Capitals head coach Spencer Carbery was the man who kept Alexeyev on the sidelines for the majority of the year, sticking with a basically unchanging six-man defense corps. Despite Carbery’s role in delivering him those many healthy scratches, Alexeyev had nothing but positive words to say about how hard his former bench boss works to win hockey games.
“He’s just obsessed with hockey,” Alexeyev told Tuboltseva. “Lives and breathes it. Hates to lose. He’ll rewatch a game ten times, study one play under a microscope. Even on the bench, he’s always on his tablet. After games, he’s already reviewing clips on the bus. By the time we’re in the locker room, he’s got ideas ready. Everything’s noted, organized. He’s 100% committed to the job.”
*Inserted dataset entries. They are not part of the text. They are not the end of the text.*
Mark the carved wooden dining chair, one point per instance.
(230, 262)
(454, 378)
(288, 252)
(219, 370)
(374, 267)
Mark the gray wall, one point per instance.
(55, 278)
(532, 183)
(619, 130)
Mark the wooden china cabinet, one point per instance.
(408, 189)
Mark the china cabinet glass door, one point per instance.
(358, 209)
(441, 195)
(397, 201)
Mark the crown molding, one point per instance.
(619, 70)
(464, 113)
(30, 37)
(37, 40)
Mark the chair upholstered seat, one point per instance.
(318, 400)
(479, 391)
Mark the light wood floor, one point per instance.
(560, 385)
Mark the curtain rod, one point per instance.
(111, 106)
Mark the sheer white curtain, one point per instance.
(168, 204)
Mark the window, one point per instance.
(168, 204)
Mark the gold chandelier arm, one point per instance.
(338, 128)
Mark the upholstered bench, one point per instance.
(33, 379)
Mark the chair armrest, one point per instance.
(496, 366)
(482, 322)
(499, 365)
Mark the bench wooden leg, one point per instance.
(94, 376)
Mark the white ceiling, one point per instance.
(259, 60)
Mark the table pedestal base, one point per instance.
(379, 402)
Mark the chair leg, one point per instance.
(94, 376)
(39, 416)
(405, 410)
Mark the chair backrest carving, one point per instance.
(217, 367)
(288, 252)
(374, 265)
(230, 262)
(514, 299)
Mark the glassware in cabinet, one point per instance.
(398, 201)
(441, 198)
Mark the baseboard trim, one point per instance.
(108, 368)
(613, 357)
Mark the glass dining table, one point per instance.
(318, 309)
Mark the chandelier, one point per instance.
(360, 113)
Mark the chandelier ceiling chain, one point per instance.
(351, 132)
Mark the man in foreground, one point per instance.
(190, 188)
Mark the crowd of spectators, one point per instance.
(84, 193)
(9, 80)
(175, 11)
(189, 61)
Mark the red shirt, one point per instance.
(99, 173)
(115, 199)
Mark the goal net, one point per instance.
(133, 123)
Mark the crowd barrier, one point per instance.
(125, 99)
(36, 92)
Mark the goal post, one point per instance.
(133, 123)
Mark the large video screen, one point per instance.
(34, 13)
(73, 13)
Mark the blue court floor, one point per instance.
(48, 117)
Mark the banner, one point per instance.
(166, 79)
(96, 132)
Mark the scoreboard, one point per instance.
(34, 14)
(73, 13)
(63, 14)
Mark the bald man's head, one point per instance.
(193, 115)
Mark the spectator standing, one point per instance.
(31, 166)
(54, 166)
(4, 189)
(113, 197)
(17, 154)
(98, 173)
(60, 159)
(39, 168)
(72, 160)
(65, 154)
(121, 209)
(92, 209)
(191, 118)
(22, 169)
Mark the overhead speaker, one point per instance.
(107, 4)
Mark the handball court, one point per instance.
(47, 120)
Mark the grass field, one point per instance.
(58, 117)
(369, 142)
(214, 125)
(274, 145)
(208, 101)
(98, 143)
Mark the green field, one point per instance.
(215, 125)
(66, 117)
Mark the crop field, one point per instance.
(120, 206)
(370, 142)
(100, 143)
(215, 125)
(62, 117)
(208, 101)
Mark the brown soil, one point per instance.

In two seasons under Carbery, Alexeyev got into 47 total games, which was more than the 33 games he played under Peter Laviolette the prior two seasons. Carbery also trusted Alexeyev as the next man up when Martin Fehervary’s 2024-25 season was ended prematurely due to injury, dressing Alexeyev for all 10 of the Capitals’ playoff games.
Carbery has always been confident in Alexeyev to fill in whenever called upon, praising the defender’s ability to jump into high-pressure situations without much of a warm-up.
“I would actually say it’s part of his mental makeup,” Carbery said last season. “When he comes into the lineup – he has a very clear understanding of what is impressive to us as coaches and to our management is getting out of games clean, breaking pucks out well, defending well, not getting beat in any one-on-one situation, be good with your regroup touches, your O-zone blue line touches, and get out of that hockey game.
“And he, sitting for a while, sitting for a while, doesn’t come in trying to save the world. He comes in and goes, I know exactly what I need to do for 16 to 18 minutes tonight.”
Alexeyev isn’t the only recent Capitals player to depart the club and then comment positively on Carbery. Evgeny Kuznetsov, who the Caps dealt to the Carolina Hurricanes at the 2024 trade deadline, praised Carbery’s communication skills in an interview last December.
“Carbery knows how to communicate details to players,” Kuznetsov said. “I’ve seen him give players the opportunity to make mistakes more than once, but in the end, they understood what was required of them. He has a huge amount of trust in the players.”
The Capitals are headed into their third season under Carbery, looking to improve upon their second-round elimination from the spring. The team is 91-53-20 since Carbery was hired, one of just 11 teams to cross the 200 standings point threshold across the last two seasons.